Added Bilodeau, who is averaging a near-MCC best 22.6 points per game: “He’s a really good finisher around the rim. He’s only 6-5, uses his body well and protects the ball pretty good.”
With game hanging in balance, the Blue Devils closed down the stretch
In a back-and-forth game, Wa-Hi’s ability to get a bucket down the stretch proved to be a deciding factor.
Senior guard Brandon Smith drove and scored a contested layup to put the Blue Devils up six with just under three minutes left, and Cornia scored in similar fashion to maintain that lead with 1:36 left.
Kamiakin couldn’t buy a bucket down the stretch, and junior shooting guard Diego Jacques, who finished with 12 points, iced the game at the free throw line.
“They got stops and we didn’t get stops,” Kamiakin coach Brian Meneely said. “When our shots didn’t go in, we weren’t Abel to get stops on the other end. We gotta get stops when we’re not scoring.”
This might not be the last time we see these teams play
After a regular season winner is crowned, the Mid-Columbia Conference will play a set of four-team tournaments, with the top four playing a semifinal, title and third place game on June 18-19.

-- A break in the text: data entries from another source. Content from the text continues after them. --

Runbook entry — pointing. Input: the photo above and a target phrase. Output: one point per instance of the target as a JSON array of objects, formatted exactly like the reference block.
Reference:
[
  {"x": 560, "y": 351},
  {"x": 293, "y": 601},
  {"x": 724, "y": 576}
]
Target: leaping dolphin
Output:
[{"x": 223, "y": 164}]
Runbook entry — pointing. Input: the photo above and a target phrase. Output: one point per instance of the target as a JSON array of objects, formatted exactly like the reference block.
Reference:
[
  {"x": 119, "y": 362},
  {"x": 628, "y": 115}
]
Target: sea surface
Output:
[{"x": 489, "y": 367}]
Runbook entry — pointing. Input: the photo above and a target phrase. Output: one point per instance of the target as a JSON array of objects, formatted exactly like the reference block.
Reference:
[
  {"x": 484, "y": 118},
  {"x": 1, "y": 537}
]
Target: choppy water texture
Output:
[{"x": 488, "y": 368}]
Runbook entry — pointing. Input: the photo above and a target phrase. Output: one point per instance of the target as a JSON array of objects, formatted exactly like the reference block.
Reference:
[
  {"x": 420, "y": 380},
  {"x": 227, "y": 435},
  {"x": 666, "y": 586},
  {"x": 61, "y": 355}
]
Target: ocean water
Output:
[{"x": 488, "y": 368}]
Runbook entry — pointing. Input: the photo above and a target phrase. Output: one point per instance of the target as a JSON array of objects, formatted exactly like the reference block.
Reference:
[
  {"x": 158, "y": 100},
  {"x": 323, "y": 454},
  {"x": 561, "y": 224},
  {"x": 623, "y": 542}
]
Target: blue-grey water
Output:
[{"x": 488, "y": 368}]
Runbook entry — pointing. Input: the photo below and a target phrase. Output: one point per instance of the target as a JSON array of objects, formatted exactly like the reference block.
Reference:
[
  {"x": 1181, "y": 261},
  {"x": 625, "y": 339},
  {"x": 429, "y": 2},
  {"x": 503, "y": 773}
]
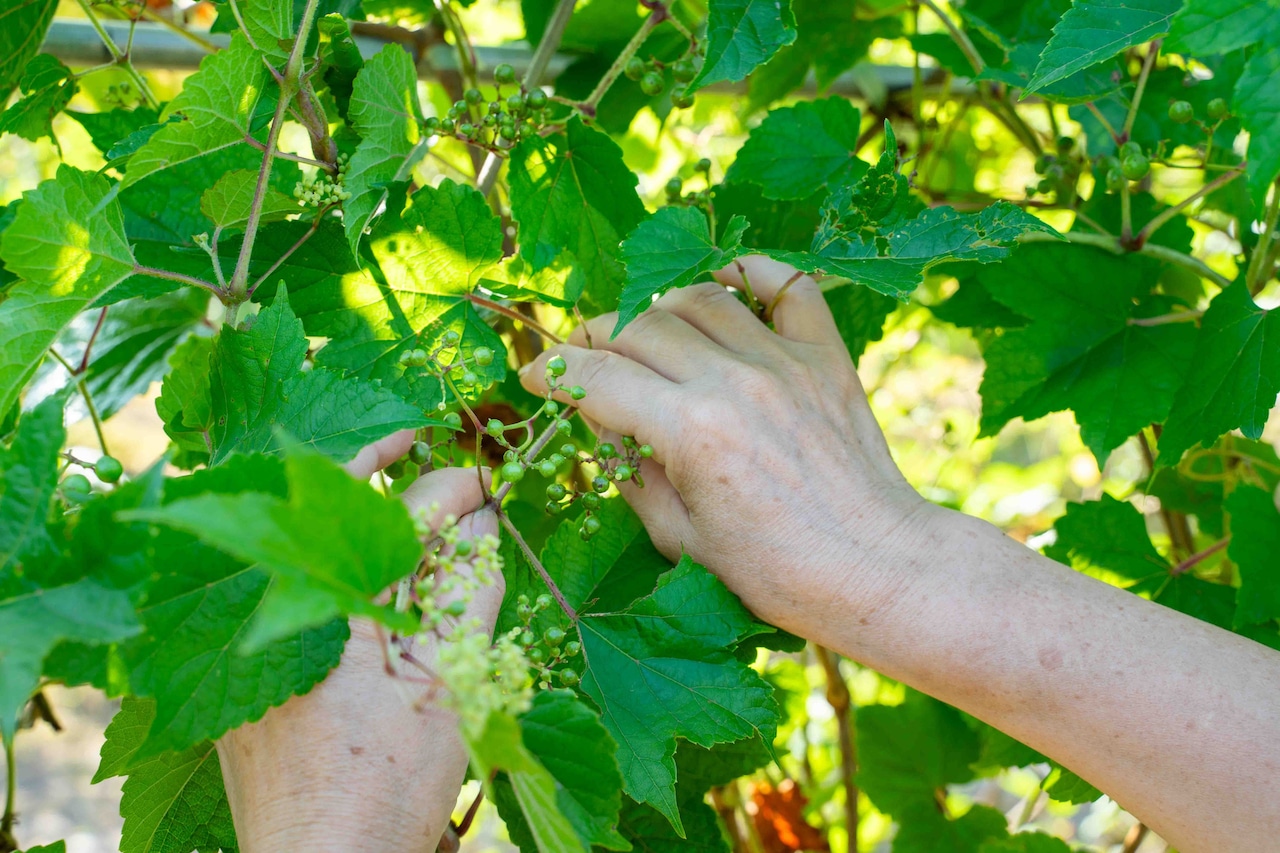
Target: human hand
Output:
[
  {"x": 768, "y": 465},
  {"x": 352, "y": 765}
]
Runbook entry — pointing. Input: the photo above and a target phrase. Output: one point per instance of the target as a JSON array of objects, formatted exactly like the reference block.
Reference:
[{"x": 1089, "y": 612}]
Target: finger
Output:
[
  {"x": 621, "y": 395},
  {"x": 800, "y": 313},
  {"x": 453, "y": 491},
  {"x": 714, "y": 311},
  {"x": 379, "y": 455}
]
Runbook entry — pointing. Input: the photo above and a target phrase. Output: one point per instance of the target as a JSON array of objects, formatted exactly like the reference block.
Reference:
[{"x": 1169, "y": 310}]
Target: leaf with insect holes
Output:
[
  {"x": 259, "y": 389},
  {"x": 216, "y": 103},
  {"x": 384, "y": 110},
  {"x": 672, "y": 249},
  {"x": 743, "y": 35},
  {"x": 67, "y": 242}
]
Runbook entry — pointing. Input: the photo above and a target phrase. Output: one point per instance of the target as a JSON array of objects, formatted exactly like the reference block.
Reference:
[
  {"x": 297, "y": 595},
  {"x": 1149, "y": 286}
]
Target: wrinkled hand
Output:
[
  {"x": 351, "y": 765},
  {"x": 768, "y": 465}
]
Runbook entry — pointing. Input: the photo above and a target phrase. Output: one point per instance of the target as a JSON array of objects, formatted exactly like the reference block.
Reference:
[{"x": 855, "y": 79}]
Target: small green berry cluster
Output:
[
  {"x": 77, "y": 489},
  {"x": 653, "y": 82},
  {"x": 1060, "y": 170},
  {"x": 676, "y": 194},
  {"x": 494, "y": 124},
  {"x": 320, "y": 188},
  {"x": 549, "y": 652}
]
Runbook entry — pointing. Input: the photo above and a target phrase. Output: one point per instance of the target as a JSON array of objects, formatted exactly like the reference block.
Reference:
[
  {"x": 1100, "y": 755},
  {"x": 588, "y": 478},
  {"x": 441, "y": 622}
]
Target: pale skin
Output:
[{"x": 771, "y": 470}]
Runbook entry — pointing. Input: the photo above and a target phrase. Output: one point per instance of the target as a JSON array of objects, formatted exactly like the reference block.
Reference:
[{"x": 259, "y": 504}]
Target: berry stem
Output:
[{"x": 536, "y": 564}]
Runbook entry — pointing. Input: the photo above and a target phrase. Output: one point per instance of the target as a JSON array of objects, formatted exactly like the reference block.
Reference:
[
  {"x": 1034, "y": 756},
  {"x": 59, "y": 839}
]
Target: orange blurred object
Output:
[{"x": 778, "y": 816}]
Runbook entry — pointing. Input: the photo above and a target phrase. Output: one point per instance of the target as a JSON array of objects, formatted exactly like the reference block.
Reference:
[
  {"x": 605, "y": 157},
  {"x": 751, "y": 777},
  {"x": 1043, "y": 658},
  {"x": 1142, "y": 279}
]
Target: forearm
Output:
[{"x": 1179, "y": 721}]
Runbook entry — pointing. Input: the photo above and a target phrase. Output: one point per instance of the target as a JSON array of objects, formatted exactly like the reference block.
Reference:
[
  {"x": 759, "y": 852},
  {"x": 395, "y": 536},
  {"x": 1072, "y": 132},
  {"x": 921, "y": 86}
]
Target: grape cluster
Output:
[
  {"x": 494, "y": 124},
  {"x": 653, "y": 82},
  {"x": 320, "y": 188},
  {"x": 548, "y": 653}
]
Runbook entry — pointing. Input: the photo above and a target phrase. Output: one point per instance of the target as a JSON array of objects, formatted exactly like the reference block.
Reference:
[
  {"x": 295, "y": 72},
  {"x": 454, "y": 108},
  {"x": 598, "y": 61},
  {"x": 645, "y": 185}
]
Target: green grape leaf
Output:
[
  {"x": 1107, "y": 534},
  {"x": 672, "y": 249},
  {"x": 432, "y": 259},
  {"x": 909, "y": 751},
  {"x": 572, "y": 191},
  {"x": 743, "y": 35},
  {"x": 1205, "y": 27},
  {"x": 1233, "y": 378},
  {"x": 1093, "y": 31},
  {"x": 184, "y": 404},
  {"x": 1083, "y": 347},
  {"x": 46, "y": 87},
  {"x": 876, "y": 233},
  {"x": 566, "y": 737},
  {"x": 67, "y": 242},
  {"x": 1025, "y": 843},
  {"x": 672, "y": 647},
  {"x": 859, "y": 314},
  {"x": 923, "y": 829},
  {"x": 1255, "y": 538},
  {"x": 28, "y": 477},
  {"x": 229, "y": 201},
  {"x": 200, "y": 606},
  {"x": 800, "y": 150},
  {"x": 501, "y": 747},
  {"x": 259, "y": 389},
  {"x": 385, "y": 113},
  {"x": 23, "y": 24},
  {"x": 1257, "y": 103},
  {"x": 218, "y": 101},
  {"x": 332, "y": 546},
  {"x": 173, "y": 802}
]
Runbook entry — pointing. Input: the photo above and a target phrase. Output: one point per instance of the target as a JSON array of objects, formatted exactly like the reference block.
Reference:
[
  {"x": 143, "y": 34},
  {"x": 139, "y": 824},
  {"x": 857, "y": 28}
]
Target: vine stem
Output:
[
  {"x": 1142, "y": 86},
  {"x": 118, "y": 56},
  {"x": 288, "y": 89},
  {"x": 516, "y": 315},
  {"x": 593, "y": 100},
  {"x": 841, "y": 702},
  {"x": 961, "y": 40},
  {"x": 538, "y": 565},
  {"x": 1257, "y": 274},
  {"x": 1185, "y": 565},
  {"x": 542, "y": 56},
  {"x": 1112, "y": 245},
  {"x": 1169, "y": 213}
]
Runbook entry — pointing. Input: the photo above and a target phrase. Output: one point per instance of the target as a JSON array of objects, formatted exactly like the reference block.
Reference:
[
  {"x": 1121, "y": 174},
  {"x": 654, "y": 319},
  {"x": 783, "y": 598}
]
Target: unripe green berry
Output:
[
  {"x": 420, "y": 452},
  {"x": 1136, "y": 168},
  {"x": 652, "y": 83},
  {"x": 635, "y": 68},
  {"x": 109, "y": 469}
]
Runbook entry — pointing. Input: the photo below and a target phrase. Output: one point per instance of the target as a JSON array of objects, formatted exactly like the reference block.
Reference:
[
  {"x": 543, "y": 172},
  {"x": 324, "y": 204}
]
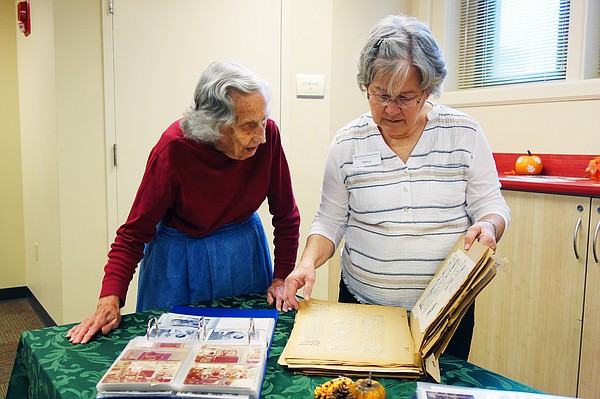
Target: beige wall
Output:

Could Tuesday have been a preview of the league title game?
There’s a very good chance.
As it stands, Kamiakin and Walla Walla are locked atop the standings at 8-1, with Chiawana and Richland knotted behind them, each at 6-3 after the Riverhawks’ 73-68 win over the Bombers Tuesday night.
Tuesday night was an indicator that no matter Kamiakin’s hot start, the MCC is as tough as ever.
“We knew we had to have this one if we were going to have a chance at (a league title) during the regular season, and we’ve still got some tournament play. We’re trending in the right direction, excited about what our guys are doing. We’ll see where it takes us.”